Finance Minister Nirmala Sitharaman will present Union Budget 2022-23 in the midst of a recovery from the Covid-19 pandemic. While economic activity has recovered to the pre-pandemic levels, concerns have been expressed about the nature of recovery.
A recent survey by Mumbai-based think tank People’s Research on India’s Consumer Economy (PRICE) says that during the pandemic the urban poor were the worst hit and saw a decline in their incomes, while at the same time the more affluent formal sectors grew faster. This growth path has been called K-shaped.
Recurring waves of Covid and lockdowns have affected labour incomes, especially in contact-intensive sectors. According to the survey, in 2021, the poorest 20 per cent households earned half of what they earned in normal times. These are often small enterprises like restaurants, shops, parlours, construction activity, etc. The bulk of employment in an economy is in these enterprises. Job losses in these sectors, particularly among micro firms and self-employed, has pushed down the incomes of people engaged in these sectors.
Budget 2022 is expected to respond to the recovery path in different ways. First, it could offer some immediate relief to individuals and households. Second, it could continue to push on job growth through investment in infrastructure and productivity-improving reforms.
Relief to households could be given so as to directly address sections of the population that have been hit. This can be done by making direct cash transfers to the Jan Dhan accounts through various schemes or extension of free food, MNREGA and similar schemes.
However, these schemes will not be able to revive the sector or the firms who have been hit, but rather help the individuals who have been affected by the loss in jobs or incomes. Sectors such as construction, retail, travel, etc. have seen recovery after Covid and will hopefully start hiring workers as activity returns post-Covid.
In addition, therefore, the Union Budget is expected to continue to increase public expenditure on infrastructure. While the impact of infrastructure investment on job growth takes time and has an effect in the medium run, infrastructure gives a push to economic activity, encourages private investment and improves productivity. So, in addition to providing support to those affected by the pandemic, the government is expected to push further to create an environment in which jobs will be created.
Create jobs in formal sector
While the poorest need to be supported immediately, the government needs to create jobs and increase productivity in the economy. The focus on public investment in infrastructure and a healthy environment for private investment must remain.
The recovery path for different sectors is also K-shaped. The share of the formal sector in the economy has grown and the informal sector has shrunk during Covid. But should this direction of formalisation continue or should it be reversed? Until now it has been the attempt of policymakers in India to increase formalisation in the economy where productivity is higher and where labour has better working conditions.
Covid-19 has sped up the process which has been in place with GST, digitisation and technological change. The transformation of the Indian economy ahead lies in improving the productivity of small firms and not trying to go back to a larger share of informal labour.
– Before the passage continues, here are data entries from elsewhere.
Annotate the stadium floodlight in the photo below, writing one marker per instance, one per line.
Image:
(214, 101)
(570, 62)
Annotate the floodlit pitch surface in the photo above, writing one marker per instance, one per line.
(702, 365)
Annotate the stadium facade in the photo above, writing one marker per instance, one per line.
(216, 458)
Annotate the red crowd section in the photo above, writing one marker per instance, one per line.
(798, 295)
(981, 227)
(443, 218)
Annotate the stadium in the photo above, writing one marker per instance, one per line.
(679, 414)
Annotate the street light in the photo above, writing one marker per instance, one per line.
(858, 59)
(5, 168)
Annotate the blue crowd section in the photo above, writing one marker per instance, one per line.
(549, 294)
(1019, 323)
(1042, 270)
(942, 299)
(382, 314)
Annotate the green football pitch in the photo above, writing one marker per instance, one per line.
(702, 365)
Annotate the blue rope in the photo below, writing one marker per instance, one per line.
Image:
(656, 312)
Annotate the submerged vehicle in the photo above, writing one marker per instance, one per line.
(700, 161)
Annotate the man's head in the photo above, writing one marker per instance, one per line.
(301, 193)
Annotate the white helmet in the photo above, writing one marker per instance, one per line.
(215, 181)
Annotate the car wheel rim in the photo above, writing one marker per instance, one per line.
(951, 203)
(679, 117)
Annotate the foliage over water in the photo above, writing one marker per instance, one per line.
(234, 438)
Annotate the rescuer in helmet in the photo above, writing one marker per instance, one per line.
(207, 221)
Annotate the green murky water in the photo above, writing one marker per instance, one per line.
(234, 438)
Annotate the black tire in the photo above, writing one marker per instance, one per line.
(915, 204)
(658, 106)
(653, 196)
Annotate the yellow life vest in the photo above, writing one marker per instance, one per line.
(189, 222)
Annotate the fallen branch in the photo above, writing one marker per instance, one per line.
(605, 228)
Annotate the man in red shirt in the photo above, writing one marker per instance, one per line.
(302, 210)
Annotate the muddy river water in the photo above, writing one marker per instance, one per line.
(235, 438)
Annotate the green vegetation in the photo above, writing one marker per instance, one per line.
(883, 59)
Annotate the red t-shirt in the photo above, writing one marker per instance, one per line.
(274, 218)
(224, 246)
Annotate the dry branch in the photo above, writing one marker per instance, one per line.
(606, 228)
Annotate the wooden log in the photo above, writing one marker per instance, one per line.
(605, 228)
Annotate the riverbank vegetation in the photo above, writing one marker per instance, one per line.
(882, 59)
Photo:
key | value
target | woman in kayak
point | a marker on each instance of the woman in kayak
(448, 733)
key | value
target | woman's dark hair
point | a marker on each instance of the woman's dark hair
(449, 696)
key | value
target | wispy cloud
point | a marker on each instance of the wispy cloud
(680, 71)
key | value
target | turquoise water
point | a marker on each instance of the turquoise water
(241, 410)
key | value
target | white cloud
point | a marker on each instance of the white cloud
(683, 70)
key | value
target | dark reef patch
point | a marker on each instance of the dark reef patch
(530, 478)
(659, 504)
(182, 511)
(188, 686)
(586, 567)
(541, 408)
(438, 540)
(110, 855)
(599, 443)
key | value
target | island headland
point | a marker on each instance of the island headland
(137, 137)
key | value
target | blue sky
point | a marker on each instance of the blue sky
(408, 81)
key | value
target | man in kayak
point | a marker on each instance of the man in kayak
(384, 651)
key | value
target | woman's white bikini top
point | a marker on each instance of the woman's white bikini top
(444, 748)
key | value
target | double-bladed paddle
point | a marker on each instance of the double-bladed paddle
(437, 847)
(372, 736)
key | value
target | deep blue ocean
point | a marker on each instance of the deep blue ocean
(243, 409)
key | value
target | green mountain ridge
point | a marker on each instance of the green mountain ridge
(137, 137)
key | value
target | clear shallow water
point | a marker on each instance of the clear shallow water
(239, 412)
In the recovery from the pandemic, the size of the informal sector has shrunk at a speed much faster than anticipated. Thus, there is a greater need for faster job growth in the formal sector to be able to absorb labour that is no longer utilised by informal enterprises. Education and reskilling will be important elements of this.
Disinvestment, bond market reforms
The budget is not only a time for allocating expenditure to different uses. It is also a time when the government spells out economic reforms. Continuing the disinvestment plans for PSUs, bank privatisation and asset monetisation should continue.
One of the big reforms required for infrastructure investment is financial sector reforms. Indian infrastructure is an attractive destination for long-term funds looking for high returns. India’s commitments for net-zero emissions is an additional reason why investible funds from advanced economies, which are looking to finance environment-friendly projects, will find Indian bonds and equity attractive.
India needs to develop a bond market where pension and insurance companies can invest their green finance into long-term investible projects. For this reason, bond market reforms need as much emphasis as public investment in infrastructure. Long due reforms in the debt market create depth and liquidity in the market.
At the same time, an emphasis on jobs requires making it easy and comfortable to start and grow businesses. The process of simplifying the tax system, reducing tax rates, making India part of global value chains and reducing the regulatory burden for firms will attract investment and jobs to India. Union Budget 2022 is an opportunity for furthering these reforms.
Ila Patnaik is an economist and a professor at National Institute of Public Finance and Policy. Views are personal.